Sofia Pia Belenky | 23.05.2023
Non–Extractive Architecture is a live research platform focused on rethinking the balance between the built and natural environments, the role of technology and politics in future material economies, and the responsibility of the architect as an agent of transformation. The project sets out to examine — and redefine — the public’s expectations of the architect and architects’ expectations of themselves. Non–Extractive Architecture engages individuals within and outside the field of architecture to create an open platform through which the current role of architecture can be debated, and new paths can be defined to leverage its potential as a positive force in shaping the future of the landscape. (Sofia Pia Belenky about the lecture)
** The lecture will be held in English – Der Vortrag findet in englischer Sprache statt **
Space Caviar is an architecture and research studio operating at the intersection of design, technology, politics and the public realm.

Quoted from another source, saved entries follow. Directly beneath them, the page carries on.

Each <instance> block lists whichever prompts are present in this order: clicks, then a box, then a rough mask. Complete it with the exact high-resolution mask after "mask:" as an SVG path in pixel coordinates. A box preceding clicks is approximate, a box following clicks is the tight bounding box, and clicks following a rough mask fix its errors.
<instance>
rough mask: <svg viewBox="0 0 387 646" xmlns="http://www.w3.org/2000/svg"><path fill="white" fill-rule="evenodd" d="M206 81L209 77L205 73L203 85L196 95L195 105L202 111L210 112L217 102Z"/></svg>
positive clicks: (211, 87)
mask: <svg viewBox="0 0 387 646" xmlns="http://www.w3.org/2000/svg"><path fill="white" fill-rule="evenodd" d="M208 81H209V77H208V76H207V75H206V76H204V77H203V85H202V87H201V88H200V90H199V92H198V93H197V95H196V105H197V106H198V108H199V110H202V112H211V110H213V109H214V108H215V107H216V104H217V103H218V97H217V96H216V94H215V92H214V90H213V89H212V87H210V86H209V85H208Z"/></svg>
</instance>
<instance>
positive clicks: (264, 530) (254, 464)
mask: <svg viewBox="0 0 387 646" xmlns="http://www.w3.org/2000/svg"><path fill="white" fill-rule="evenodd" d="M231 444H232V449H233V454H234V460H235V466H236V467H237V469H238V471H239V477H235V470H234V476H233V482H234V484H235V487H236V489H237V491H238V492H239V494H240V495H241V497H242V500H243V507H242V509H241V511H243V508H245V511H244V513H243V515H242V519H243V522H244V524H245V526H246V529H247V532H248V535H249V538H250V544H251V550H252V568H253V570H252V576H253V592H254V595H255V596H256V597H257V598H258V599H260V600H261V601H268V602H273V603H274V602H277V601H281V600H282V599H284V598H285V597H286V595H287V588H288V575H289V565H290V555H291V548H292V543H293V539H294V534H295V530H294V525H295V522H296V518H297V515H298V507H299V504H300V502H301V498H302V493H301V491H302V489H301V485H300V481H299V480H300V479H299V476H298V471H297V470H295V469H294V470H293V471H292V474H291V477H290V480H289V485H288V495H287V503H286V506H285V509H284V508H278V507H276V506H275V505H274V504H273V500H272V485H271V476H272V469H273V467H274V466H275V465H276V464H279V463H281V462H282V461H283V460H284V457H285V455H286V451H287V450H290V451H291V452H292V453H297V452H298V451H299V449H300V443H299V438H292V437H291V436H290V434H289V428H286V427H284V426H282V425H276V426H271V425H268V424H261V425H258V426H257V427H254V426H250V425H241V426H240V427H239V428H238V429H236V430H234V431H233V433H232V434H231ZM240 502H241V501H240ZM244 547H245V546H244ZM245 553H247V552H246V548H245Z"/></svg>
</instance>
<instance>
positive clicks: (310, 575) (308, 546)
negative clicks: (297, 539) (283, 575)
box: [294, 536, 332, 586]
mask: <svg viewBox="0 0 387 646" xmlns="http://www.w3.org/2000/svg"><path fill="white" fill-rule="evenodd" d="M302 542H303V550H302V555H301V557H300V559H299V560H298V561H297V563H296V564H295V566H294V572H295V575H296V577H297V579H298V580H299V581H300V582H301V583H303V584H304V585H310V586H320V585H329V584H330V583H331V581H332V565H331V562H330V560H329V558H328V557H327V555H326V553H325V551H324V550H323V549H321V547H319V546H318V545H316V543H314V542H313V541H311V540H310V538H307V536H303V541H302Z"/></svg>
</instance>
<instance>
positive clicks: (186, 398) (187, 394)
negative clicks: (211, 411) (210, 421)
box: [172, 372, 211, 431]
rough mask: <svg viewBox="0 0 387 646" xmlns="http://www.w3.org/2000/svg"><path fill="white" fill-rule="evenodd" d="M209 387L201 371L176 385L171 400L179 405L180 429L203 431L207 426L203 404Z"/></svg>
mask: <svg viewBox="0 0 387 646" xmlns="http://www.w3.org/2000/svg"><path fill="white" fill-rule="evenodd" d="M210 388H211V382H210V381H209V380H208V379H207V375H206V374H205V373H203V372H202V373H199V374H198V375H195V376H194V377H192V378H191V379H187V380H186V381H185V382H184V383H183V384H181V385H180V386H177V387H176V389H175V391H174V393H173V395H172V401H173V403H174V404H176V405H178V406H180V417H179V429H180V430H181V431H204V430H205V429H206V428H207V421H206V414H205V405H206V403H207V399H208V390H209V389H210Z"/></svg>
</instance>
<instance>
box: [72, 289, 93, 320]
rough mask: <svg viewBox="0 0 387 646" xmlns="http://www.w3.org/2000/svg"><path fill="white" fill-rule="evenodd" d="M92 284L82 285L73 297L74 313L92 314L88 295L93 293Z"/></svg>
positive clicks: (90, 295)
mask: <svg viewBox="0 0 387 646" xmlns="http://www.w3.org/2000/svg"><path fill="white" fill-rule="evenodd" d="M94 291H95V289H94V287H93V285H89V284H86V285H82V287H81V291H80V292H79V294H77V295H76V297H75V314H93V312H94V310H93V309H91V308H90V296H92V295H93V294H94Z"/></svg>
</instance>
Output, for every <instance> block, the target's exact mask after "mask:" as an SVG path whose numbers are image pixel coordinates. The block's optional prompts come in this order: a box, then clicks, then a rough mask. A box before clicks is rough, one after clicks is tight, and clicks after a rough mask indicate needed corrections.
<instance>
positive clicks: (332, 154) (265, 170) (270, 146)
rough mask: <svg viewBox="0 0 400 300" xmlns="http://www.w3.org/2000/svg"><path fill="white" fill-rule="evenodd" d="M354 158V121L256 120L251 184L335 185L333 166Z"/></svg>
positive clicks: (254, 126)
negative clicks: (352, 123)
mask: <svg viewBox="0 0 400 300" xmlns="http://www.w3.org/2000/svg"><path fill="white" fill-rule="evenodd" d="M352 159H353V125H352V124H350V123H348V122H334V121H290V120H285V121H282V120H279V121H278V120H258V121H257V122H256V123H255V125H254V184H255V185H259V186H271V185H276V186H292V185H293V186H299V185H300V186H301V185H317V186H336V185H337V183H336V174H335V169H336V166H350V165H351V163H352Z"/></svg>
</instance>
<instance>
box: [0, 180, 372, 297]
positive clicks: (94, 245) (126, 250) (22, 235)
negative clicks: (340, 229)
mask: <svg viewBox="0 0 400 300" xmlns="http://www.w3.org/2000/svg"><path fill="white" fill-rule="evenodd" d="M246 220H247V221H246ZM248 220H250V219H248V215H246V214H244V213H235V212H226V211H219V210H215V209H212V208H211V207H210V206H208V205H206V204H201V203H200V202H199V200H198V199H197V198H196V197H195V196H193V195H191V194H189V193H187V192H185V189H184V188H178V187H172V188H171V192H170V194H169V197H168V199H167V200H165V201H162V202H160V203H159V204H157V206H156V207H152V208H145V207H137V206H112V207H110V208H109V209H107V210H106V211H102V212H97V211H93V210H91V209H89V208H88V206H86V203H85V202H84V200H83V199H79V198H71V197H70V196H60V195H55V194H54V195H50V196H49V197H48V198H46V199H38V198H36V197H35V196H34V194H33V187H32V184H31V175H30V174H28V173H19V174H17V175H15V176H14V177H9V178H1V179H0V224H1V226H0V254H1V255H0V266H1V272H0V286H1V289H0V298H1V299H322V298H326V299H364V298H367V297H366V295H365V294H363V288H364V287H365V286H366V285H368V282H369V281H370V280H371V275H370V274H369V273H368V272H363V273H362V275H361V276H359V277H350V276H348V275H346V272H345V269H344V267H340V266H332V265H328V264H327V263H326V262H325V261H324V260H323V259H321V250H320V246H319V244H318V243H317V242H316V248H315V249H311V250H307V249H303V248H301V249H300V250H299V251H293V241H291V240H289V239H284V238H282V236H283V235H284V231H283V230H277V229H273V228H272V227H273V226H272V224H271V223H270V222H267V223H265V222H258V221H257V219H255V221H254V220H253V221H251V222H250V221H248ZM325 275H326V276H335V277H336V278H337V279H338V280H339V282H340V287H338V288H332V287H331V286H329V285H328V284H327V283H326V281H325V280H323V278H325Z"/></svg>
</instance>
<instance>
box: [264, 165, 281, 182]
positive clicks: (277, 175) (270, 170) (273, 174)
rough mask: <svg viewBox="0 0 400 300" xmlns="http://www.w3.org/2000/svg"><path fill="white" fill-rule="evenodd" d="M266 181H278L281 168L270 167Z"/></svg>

Founded in 2013, the office uses built work, exhibitions, publishing, writing and film to investigate and document contemporary modes of habitation and the spatialisation of social and political practice. Space Caviar’s work has been shown at the Venice Biennale, the Victoria and Albert Museum, Biennale Interieur, Vitra Design Museum and Nilufar Gallery, among others.
Sofia Pia Belenky is part of the architecture and research studio Space Caviar.
über Sofia Pia Belenky
Sofia Pia Belenky is a designer from New York based in Milan, Italy. She completed her BFA at Bard College in 2011 and continued her studies at the Graduate School of Architecture, Planning and Preservation at Columbia University, the Architectural Association and Strelka Institute. Together with Joseph Grima, Sofia Pia is partner of Space Caviar, an architecture and research studio operating at the intersection of design, technology, politics and the public realm. Her work with Space Caviar uses research, built work, writing, film, event, and exhibition design as forms of an extended mode of architectural practice.